The plot of the novel is long and convoluted, and I see no need to go into it. I would much rather talk about what exactly I found charming about the novel. What I enjoyed the most were the parallel plot lines. Every odd-numbered chapter focuses on the fifteen-year-old runaway Kafka, and every even-number chapter focuses on the sexagenarian Nakata, a likable man who has been rendered mentally deficient by a strange incident in his childhood. Although the two plot lines never meet in anything but the most indirect and metaphysical way, Murakami handles the structure just as skillfully as he did in his earlier novel Hard-Boiled Wonderland and the End of the World (世界の終りとハードボイルド・ワンダーランド, 1985), and I found the experience of following the two stories to be very enjoyable.

The overall atmosphere of the novel was also quite enjoyable. Over the course of his career, Murakami has become more skillful at depicting the small details of everyday life in contemporary Japan, and the attention to setting in Kafka on the Shore should dispel any lingering doubts as to Murakami’s status as a “literary” writer. Particularly enjoyable were the early Nakata chapters, in which the fuzzy-headed old man wanders around Tokyo’s Nakano Ward looking for a lost cat. Nakata apparently has the ability to talk to cats, so he is employed in his neighborhood as a finder of missing pets. Following the details of his life through his muddled but quaint way of looking at the world is, as I have said before, utterly charming. Kafka’s experiences at a small, private library in Takamatsu are rendered in loving detail and will probably send bibliophiles directly to the internet, where they will compare prices on plane tickets to Shikoku. As a side note, the Komura Library described in the novel actually exists and is apparently every bit as pleasant and charming as Murakami makes it out to be.

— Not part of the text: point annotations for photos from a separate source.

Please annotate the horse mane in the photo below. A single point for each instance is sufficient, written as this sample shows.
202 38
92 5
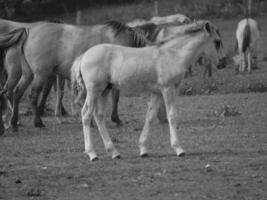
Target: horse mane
246 37
189 29
149 30
55 20
137 39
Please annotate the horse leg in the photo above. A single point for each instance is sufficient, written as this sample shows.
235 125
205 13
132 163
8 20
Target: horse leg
100 119
161 115
249 60
45 92
24 82
115 99
38 82
153 106
87 115
169 99
60 110
2 126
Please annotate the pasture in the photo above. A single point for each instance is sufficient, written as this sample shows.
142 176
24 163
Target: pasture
226 157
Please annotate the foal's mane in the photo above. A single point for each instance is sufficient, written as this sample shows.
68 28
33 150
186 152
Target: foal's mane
137 39
189 29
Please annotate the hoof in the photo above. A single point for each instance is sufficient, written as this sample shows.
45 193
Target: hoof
180 152
116 157
117 121
144 155
39 124
2 131
14 129
94 159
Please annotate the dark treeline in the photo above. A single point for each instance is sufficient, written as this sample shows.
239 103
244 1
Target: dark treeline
28 9
31 10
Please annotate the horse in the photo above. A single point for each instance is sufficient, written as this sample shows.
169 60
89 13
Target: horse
12 65
157 69
247 34
51 49
153 33
8 40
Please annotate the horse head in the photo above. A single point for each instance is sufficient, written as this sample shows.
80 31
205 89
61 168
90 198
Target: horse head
218 44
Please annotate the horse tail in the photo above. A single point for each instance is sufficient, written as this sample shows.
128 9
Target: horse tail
76 77
17 36
246 37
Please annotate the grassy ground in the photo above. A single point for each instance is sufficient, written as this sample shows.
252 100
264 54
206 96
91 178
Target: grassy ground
226 156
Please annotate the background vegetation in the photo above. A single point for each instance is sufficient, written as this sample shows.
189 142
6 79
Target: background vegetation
31 10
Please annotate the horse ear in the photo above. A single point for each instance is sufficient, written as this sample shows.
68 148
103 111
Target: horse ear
207 27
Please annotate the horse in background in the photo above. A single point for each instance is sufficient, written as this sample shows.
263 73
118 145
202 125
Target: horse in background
51 49
247 35
12 65
157 69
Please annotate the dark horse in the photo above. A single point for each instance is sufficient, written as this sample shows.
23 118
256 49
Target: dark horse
11 39
51 49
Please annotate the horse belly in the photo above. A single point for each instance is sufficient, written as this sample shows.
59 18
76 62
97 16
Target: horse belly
137 84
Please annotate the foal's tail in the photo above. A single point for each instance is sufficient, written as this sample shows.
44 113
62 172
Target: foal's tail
76 78
17 36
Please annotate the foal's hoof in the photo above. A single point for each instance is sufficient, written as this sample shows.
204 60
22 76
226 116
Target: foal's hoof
39 124
14 129
180 152
144 155
116 156
2 130
94 159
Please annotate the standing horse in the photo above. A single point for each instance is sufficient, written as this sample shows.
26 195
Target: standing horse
51 48
12 63
157 69
247 34
8 40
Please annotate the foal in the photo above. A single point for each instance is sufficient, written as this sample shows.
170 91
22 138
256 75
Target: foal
157 69
247 34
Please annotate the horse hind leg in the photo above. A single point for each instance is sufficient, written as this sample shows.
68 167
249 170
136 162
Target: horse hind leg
115 99
100 119
153 107
87 115
249 60
60 110
45 92
19 90
37 85
169 99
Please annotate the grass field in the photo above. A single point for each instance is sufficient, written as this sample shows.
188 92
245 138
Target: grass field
226 156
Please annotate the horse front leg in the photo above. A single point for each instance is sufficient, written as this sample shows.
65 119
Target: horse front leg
45 92
87 115
115 100
60 110
38 82
153 106
100 119
169 99
2 128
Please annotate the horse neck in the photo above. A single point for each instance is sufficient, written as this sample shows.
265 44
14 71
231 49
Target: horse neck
186 48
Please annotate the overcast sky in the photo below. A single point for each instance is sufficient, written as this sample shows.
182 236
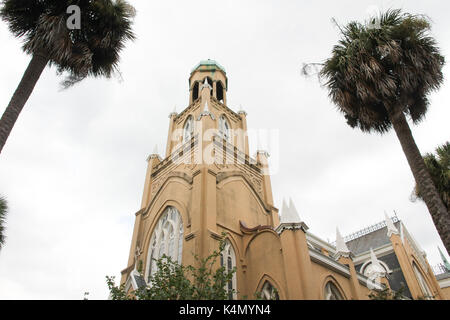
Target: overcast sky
73 168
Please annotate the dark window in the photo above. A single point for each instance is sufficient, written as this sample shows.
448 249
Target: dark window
195 92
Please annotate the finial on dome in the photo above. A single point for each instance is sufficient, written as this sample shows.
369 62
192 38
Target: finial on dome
206 84
390 226
289 213
341 247
289 218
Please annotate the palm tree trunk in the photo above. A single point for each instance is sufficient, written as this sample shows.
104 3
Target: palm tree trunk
21 95
438 212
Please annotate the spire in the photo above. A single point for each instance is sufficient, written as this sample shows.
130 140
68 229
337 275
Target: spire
206 84
373 258
174 112
390 225
444 260
341 247
376 269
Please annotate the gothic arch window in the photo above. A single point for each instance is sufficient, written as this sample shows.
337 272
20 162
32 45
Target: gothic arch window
224 128
332 292
166 239
423 284
195 92
228 260
219 90
188 129
210 82
268 292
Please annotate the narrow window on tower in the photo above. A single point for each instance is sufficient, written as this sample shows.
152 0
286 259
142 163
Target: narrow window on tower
188 129
167 239
332 292
219 91
228 261
195 92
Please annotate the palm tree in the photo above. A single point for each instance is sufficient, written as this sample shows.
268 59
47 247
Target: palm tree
439 168
3 211
382 71
92 50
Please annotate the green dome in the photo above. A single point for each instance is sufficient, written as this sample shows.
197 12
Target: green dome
208 63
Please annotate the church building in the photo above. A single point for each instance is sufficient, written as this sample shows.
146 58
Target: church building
207 185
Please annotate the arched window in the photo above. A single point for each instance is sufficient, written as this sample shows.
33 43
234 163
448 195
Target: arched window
427 294
224 128
332 292
188 129
228 260
219 90
210 82
195 92
167 239
269 292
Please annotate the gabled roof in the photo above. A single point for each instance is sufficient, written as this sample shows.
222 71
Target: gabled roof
374 239
209 63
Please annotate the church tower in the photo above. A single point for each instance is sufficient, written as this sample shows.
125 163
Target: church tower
206 184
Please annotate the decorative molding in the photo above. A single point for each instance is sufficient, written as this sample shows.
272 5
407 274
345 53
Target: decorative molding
189 236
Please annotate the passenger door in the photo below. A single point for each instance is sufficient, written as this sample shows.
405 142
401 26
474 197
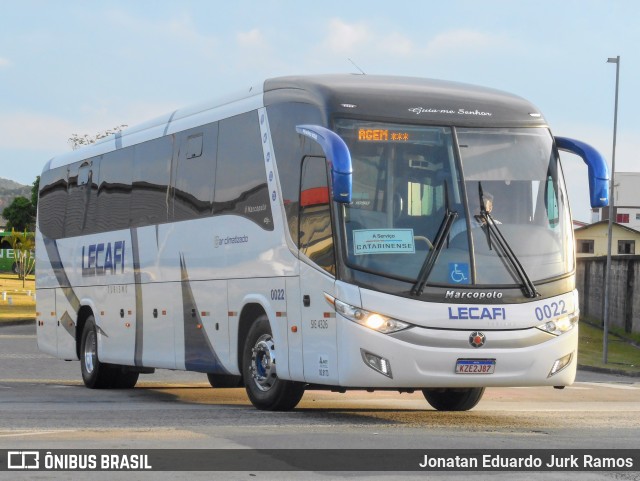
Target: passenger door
317 274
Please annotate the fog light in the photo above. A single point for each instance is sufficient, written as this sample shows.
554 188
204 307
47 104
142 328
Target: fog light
560 364
377 363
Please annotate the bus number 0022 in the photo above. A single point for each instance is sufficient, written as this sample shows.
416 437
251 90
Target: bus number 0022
549 311
277 294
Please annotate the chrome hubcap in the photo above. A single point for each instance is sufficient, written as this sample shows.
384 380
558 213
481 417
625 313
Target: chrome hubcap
263 363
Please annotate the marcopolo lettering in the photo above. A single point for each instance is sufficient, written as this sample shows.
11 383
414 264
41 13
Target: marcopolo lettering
473 295
103 258
477 313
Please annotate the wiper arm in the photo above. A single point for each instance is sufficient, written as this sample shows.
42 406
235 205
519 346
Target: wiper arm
528 286
441 237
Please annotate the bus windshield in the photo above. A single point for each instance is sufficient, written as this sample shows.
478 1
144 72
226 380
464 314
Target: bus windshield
484 206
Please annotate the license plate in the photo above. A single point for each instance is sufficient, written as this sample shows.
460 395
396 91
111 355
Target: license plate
475 366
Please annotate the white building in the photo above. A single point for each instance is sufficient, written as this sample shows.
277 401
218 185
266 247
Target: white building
626 197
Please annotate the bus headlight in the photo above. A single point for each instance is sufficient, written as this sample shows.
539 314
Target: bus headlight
560 325
372 320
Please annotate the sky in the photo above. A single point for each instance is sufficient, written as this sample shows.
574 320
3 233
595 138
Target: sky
82 67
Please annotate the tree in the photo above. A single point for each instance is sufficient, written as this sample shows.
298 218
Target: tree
76 141
20 214
23 245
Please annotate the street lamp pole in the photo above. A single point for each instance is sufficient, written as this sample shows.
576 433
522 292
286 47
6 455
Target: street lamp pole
607 275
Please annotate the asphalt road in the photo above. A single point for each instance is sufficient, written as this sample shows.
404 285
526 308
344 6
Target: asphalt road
43 405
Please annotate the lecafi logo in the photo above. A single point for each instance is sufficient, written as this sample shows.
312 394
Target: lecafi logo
103 258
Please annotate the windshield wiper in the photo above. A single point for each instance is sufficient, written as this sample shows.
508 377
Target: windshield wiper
528 286
441 237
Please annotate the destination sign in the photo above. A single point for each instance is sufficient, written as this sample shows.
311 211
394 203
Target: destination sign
382 135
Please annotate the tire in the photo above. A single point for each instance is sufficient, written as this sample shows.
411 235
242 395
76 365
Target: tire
124 378
453 399
95 374
265 390
224 380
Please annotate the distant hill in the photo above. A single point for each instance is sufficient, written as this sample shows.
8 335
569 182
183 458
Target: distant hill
9 190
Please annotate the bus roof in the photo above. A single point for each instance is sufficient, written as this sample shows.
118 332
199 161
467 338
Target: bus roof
387 98
407 99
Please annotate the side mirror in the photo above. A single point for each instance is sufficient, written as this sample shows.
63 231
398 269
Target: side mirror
338 157
598 169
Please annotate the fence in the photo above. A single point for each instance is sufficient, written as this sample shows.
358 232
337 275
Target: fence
624 291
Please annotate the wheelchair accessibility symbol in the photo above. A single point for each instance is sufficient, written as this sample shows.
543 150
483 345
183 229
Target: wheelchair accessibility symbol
459 273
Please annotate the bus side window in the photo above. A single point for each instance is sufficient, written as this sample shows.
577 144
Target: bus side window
151 174
81 197
315 238
551 201
114 190
241 180
195 168
52 202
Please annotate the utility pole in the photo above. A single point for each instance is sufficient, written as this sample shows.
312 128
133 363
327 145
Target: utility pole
607 274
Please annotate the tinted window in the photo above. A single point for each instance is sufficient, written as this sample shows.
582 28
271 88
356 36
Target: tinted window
289 150
52 202
81 197
316 235
241 184
114 190
151 173
194 173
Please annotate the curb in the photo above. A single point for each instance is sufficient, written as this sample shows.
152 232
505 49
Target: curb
17 322
604 370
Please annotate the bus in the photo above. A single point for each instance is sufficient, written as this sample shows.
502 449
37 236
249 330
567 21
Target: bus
7 255
327 232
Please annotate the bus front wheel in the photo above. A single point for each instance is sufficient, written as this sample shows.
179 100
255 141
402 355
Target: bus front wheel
265 389
453 399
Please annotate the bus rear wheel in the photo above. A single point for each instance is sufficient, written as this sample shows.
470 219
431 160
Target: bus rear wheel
265 389
99 375
95 374
453 399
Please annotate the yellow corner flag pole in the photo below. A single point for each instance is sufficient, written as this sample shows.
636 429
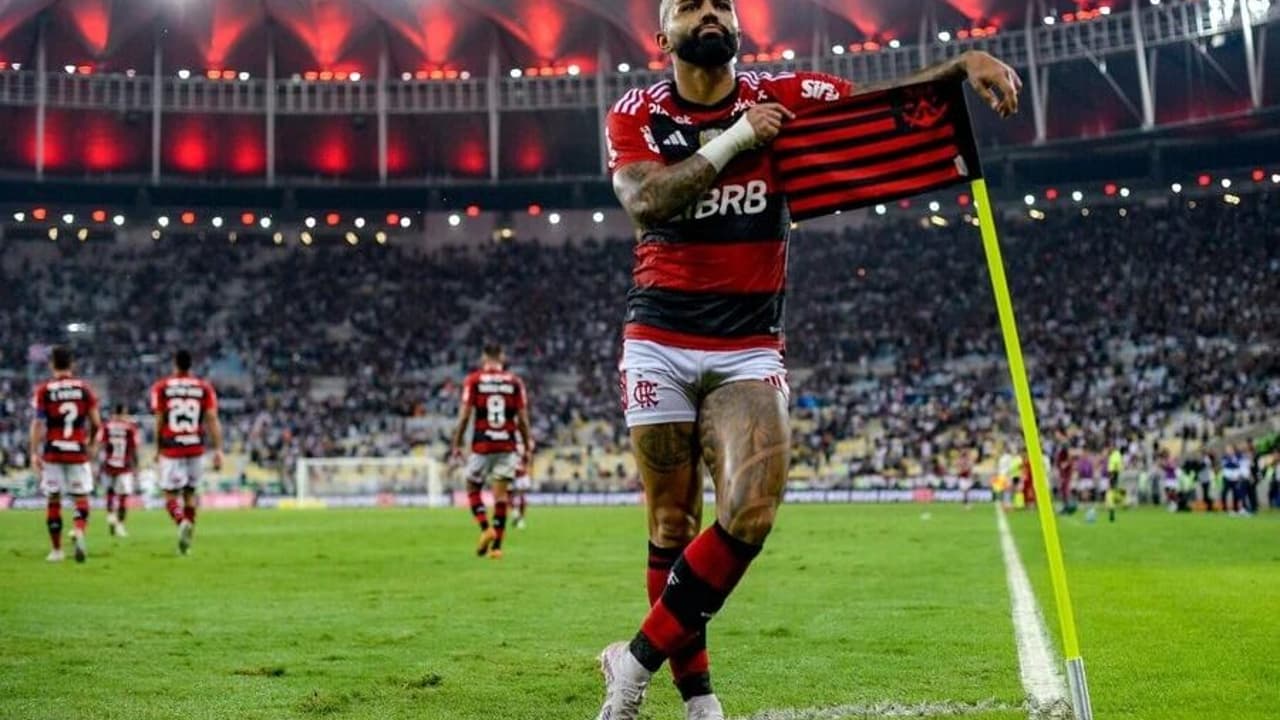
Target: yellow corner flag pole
1079 688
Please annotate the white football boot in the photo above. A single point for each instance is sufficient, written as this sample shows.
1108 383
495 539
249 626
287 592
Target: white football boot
625 683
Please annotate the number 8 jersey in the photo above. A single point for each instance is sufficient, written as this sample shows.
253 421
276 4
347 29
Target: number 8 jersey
64 405
496 397
181 405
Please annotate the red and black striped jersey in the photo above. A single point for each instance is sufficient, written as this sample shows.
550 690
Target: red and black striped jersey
496 399
119 441
64 405
714 276
183 405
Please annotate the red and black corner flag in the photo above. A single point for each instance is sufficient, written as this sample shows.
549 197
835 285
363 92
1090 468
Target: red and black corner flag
877 147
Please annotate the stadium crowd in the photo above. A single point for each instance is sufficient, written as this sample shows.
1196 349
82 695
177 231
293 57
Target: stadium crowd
1138 322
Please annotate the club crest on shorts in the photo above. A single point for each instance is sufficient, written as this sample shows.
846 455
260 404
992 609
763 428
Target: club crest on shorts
645 395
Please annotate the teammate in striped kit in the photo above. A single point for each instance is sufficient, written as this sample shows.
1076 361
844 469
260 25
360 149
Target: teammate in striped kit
703 379
496 406
184 408
119 441
63 436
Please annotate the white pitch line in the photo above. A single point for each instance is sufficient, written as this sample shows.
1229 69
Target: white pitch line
1046 692
877 710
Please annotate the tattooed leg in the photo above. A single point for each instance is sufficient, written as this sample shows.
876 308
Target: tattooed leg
667 458
746 443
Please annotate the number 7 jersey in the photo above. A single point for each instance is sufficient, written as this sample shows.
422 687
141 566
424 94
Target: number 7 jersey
64 405
182 405
496 397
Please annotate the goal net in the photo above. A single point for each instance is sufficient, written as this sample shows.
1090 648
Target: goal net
370 482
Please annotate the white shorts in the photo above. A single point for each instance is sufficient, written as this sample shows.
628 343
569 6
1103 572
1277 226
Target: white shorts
179 473
497 466
60 478
666 384
120 484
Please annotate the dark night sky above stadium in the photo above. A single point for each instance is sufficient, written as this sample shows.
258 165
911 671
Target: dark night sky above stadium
329 33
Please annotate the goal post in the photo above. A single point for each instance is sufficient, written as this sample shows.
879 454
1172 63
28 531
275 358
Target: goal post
356 482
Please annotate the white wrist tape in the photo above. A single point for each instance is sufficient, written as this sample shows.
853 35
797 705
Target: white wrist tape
721 151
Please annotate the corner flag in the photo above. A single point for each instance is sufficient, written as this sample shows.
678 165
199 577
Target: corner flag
912 140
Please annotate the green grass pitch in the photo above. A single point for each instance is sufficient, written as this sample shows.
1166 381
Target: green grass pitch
388 614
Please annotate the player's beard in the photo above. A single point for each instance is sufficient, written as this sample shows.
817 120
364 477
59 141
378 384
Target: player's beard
708 50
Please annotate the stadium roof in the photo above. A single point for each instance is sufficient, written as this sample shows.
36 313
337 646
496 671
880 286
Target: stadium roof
333 33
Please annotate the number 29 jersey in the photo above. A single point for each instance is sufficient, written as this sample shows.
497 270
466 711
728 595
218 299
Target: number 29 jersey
496 397
64 405
182 405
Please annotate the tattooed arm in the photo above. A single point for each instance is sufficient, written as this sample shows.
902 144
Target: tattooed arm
652 192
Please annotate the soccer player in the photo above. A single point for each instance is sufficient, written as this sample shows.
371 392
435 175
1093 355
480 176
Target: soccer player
63 436
494 399
702 367
119 441
184 406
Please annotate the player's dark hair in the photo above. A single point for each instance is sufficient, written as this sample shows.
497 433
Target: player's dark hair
62 358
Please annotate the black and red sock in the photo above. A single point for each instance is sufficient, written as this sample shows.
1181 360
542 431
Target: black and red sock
690 666
81 520
702 580
54 522
499 523
478 509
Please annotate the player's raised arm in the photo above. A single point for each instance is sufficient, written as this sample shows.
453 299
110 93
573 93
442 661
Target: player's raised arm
95 434
464 419
996 82
524 425
215 437
36 449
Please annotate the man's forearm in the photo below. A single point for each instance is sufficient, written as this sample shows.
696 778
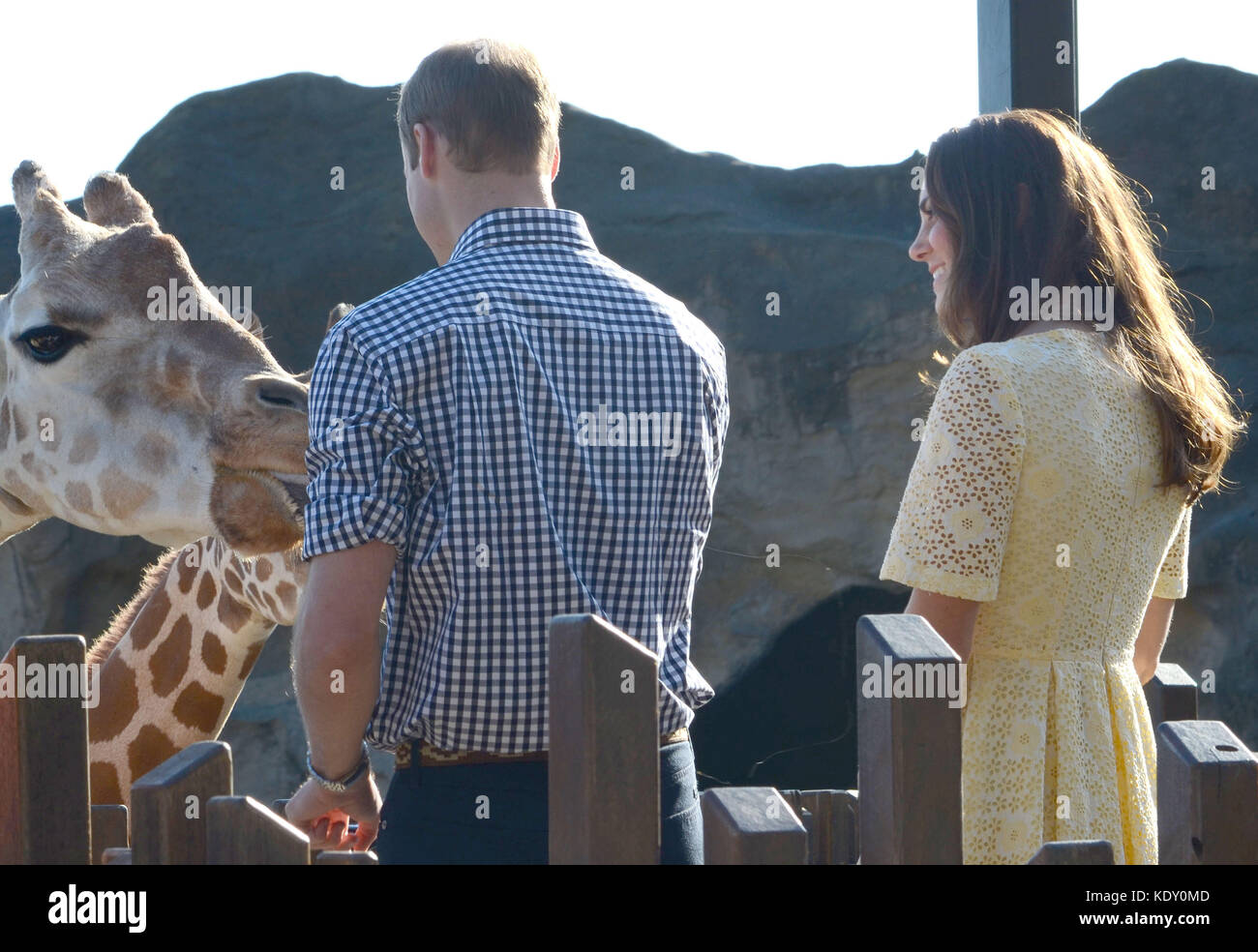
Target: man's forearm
336 671
336 653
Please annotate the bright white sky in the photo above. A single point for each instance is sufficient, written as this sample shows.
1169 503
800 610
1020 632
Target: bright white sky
785 82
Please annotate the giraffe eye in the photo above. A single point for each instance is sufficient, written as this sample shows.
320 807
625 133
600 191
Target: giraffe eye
48 343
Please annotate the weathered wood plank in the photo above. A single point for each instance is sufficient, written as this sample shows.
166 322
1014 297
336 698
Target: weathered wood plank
45 796
751 826
108 829
604 745
1207 795
1073 852
829 817
243 831
346 858
909 747
1171 695
168 804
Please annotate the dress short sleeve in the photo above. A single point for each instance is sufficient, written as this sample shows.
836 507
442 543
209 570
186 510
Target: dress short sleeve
1173 576
365 457
954 519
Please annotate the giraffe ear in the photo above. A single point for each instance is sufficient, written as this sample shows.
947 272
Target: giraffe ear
113 201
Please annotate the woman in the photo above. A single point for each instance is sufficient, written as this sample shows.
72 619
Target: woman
1044 525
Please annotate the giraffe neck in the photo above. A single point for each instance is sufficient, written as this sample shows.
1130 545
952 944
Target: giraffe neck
176 658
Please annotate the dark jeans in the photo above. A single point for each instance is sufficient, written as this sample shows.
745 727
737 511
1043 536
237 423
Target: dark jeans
495 813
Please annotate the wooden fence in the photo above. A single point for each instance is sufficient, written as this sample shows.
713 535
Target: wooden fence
604 776
181 813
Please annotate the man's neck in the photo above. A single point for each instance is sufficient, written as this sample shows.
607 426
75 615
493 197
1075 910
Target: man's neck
486 193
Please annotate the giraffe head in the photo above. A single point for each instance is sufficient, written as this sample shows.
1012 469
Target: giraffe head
168 429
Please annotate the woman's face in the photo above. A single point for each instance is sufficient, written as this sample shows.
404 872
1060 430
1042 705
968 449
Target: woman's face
934 247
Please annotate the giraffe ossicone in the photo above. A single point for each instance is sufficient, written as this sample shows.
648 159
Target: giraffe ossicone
176 658
187 432
125 426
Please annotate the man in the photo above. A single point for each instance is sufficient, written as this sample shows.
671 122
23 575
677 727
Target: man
462 456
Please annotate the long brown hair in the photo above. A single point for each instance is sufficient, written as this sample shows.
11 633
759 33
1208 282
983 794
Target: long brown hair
1027 196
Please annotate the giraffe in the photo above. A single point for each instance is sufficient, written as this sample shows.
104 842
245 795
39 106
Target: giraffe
175 659
130 426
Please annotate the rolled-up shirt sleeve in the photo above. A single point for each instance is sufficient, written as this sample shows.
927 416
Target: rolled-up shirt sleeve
365 458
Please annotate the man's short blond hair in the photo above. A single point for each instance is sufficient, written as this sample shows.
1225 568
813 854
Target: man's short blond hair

I hope that I have been able to convince you that this novel is “utterly charming.” Indeed, despite some bizarre cameo appearances by Colonel Sanders and Johnnie Walker, Kafka on the Shore is not as dark as many of Murakami’s other novels and actually manages to break out of the Murakami cycle of privileging the world inside one’s own head above living in the real world. Miss Saeki, the disappearing woman of Kafka on the Shore, is elegantly mysterious and achingly eloquent concerning love, life, childhood, and memory. Her final fate is one of the many mysteries the reader must solve on his or her own, as, like the other supernatural elements in the novel, Murakami never quite satisfactorily explains it. Thankfully, this is another one of the charming points of Kafka on the Shore.